Sacrilege my rosy red nose, not to much in the liver onions and rice. Yes the rest in the fridge.


----------



## DrSparks1 (Jul 2, 2021)

Bud9051 said:


> I'm battling arthritis, don't know which variety but joints and muscles are hurting, hands especially. I need to reduce my Ibuprofen and Tylenol and have an upcoming Dr appointment. This post is in regards to eliminating bacon, sausage, and ham from my daily breakfast menu. They are my favorites but some reading says they are bad for inflammation. Here is what I will focus on:
> Fish, shrimp. organ meats, and onions. Fortunately I like them all.
> My question today, any good ways to cook liver and onions? All I ever did years ago was fry the liver and sauté the onions. This can be for breakfast or any meal,
> 
> ...


I'm not a doctor but I have been studying food and wellness for 20 years.
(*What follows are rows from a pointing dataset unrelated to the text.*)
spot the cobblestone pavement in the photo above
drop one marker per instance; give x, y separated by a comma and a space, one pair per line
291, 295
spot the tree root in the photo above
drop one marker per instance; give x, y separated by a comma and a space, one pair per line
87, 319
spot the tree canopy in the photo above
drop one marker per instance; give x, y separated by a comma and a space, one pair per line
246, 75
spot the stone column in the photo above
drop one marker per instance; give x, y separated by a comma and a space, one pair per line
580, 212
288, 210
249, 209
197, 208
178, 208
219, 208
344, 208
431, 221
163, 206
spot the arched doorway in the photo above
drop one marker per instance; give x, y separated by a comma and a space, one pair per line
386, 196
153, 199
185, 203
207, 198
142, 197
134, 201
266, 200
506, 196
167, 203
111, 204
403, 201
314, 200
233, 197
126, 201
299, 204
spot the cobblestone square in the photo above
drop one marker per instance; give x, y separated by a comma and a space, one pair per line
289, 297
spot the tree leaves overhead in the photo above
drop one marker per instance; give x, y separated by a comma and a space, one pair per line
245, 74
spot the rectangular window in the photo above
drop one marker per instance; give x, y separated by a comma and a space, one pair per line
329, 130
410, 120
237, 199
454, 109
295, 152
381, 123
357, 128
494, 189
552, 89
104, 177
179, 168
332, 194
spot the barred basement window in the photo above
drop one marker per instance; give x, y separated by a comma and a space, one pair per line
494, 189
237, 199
The food causes of inflammation are because of oxidative stress caused by free radical damage from unstable fat molecules.

Saturated animal fats are very stable fats and not prone to cause inflammation or heart disease (I know that's not what we were told).
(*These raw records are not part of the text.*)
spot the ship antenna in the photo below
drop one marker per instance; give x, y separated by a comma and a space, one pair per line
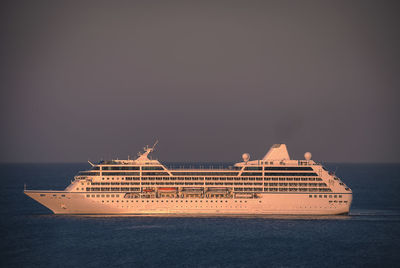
335, 170
152, 148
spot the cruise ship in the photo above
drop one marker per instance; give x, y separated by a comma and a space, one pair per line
274, 185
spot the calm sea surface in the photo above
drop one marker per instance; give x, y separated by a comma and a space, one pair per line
368, 237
The REAL problem is the food science industry trying to make food do unnatural things, such as forcing polyunsaturated seed oils to be a Saturated fat (think I can't believe it's not butter). These are called Trans fats and they are the root cause of oxidative stress. Even vegetable oils such as soybean, canola, etc, are toxic. In order to extract oil from seeds they have to press them at 500 degrees F which damages the fat molecules and turning them into free radicals. These oils are also very high in omega-6 fatty acid, which is a major cause of inflammation. 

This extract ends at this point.